Given an α-string, the corresponding α′-strings,
indexes ij (i.e., link[α, α′]),
and one-electronic coupling coefficients γ[α,α′]
are stored locally. For instance, such information for both α-
and β-strings is preserved in a lookup table (LT) in the FCI
implementation of PySCF. Therefore, the α- and β-contributions
to D or σ can be calculated by referring to
the LT, multiplying γ with the specified element of C or E, and subsequently adding the result
to the specified element of D or σ. Matrix–matrix
multiplication to calculate E can be executed with
well-known libraries, such as the BLAS DGEMM library.
2.2. Optimized Hybrid Parallel Implementation
We employ a hybrid parallelization scheme combining multiprocessing with MPI and multithreading with OpenMP to fully utilize the potential of multiple servers equipped with multicore processors. In the following subsections, we first present our optimized OpenMP implementation and then describe our optimized hybrid MPI-OpenMP implementation.

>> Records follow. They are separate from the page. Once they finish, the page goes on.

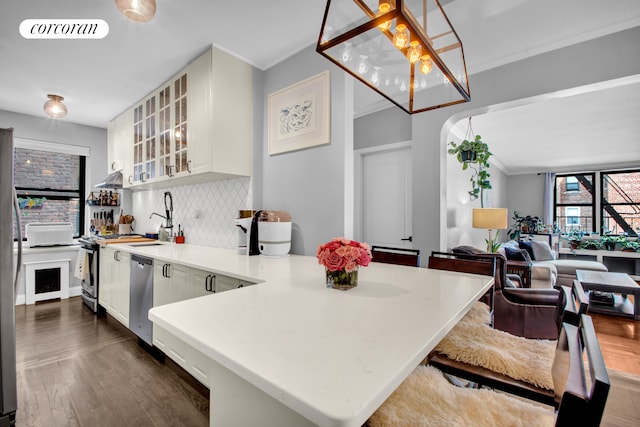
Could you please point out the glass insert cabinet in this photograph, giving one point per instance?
(160, 134)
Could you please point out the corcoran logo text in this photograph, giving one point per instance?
(64, 29)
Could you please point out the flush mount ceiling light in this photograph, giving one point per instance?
(406, 50)
(54, 106)
(137, 10)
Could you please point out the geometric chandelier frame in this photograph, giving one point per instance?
(406, 50)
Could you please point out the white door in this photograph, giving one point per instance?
(386, 206)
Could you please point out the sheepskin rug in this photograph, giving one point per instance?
(478, 344)
(426, 398)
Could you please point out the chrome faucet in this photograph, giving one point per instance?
(168, 206)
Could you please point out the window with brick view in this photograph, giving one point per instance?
(50, 186)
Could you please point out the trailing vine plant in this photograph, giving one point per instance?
(473, 153)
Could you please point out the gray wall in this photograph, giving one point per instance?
(569, 67)
(383, 127)
(310, 183)
(525, 194)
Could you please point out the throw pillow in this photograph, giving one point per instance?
(542, 251)
(510, 244)
(517, 254)
(467, 250)
(527, 246)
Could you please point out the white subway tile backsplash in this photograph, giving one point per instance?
(205, 211)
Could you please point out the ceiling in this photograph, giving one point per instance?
(101, 78)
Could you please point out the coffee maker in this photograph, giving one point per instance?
(269, 234)
(243, 222)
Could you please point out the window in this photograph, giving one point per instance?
(572, 184)
(50, 184)
(572, 216)
(574, 202)
(620, 206)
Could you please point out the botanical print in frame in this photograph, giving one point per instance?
(299, 115)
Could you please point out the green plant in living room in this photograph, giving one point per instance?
(609, 241)
(523, 224)
(474, 152)
(630, 245)
(591, 244)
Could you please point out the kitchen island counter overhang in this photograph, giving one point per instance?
(299, 353)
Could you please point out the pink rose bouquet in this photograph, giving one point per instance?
(343, 254)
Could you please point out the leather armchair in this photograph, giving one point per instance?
(526, 312)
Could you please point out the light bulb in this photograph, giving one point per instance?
(375, 76)
(401, 37)
(54, 107)
(414, 51)
(137, 10)
(346, 52)
(383, 8)
(425, 64)
(363, 65)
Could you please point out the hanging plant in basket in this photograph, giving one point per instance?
(473, 153)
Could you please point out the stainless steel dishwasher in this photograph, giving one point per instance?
(141, 294)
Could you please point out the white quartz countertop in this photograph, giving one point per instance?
(333, 356)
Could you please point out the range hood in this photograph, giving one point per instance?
(113, 180)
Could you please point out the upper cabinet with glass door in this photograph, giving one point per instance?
(196, 127)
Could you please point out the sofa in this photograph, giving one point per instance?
(546, 270)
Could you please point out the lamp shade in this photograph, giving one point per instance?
(490, 218)
(406, 50)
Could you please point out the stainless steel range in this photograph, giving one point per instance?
(91, 248)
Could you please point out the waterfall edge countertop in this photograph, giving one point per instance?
(331, 356)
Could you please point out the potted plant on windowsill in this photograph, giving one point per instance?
(630, 246)
(523, 224)
(472, 152)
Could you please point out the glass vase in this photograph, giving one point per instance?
(342, 279)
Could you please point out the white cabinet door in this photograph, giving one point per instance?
(200, 283)
(119, 136)
(221, 115)
(203, 282)
(121, 286)
(170, 283)
(105, 289)
(114, 283)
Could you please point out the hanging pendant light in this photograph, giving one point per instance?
(408, 43)
(137, 10)
(54, 107)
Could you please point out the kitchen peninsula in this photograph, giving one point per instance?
(290, 352)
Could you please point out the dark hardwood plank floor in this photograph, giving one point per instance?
(79, 369)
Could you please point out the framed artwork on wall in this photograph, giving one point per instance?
(300, 115)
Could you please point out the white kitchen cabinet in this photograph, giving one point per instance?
(169, 283)
(196, 127)
(207, 282)
(114, 283)
(119, 137)
(221, 116)
(190, 359)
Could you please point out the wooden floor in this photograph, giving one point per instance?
(79, 369)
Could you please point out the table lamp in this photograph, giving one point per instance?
(490, 219)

In addition, we introduce a restart function for long-time executions.
2.2.1. Optimized OpenMP Implementation
We implement a multithreaded
FCI code with OpenMP based on the PySCF
implementation, as shown in the algorithm and Figure 2. The columns (β-strings) of C and σ are partitioned into fixed-size βchunks
to limit the amount of interprocess communication at a time (see Section 2.2.2 in detail).
For efficient multithreaded processing, we apply a thread-safe cyclic
data assignment method that further divides a βchunk into Nthreads blocks and calculates the β-contributions
in each block (βchunkbid) in parallel with multiple
threads. The blocks processed by multiple threads are exchanged across
subloops to enable different threads to safely handle different blocks
in turn. This optimization is a major improvement from the PySCF implementation,
where multiple threads concurrently process the same βchunk
using thread-local intermediate buffers, and the elements of σ
are calculated by adding these buffers. The PySCF implementation suffers
from a significant time overhead to reset and add the intermediate
buffers, whereas our thread-safe cyclic data assignment eliminates
them and enables each thread to directly store the elements of σ.
Figure 2.
Our proposed OpenMP implementation of FCI. This is an example with two threads.
On the other hand, the rows (α-strings) of C and σ are distributed to multiple threads and processed in parallel. This is the same scheme as the PySCF implementation. Since there is no data dependency between different α-strings, this scheme can also be applied to our MPI parallelization (see Section 2.2.2 in detail).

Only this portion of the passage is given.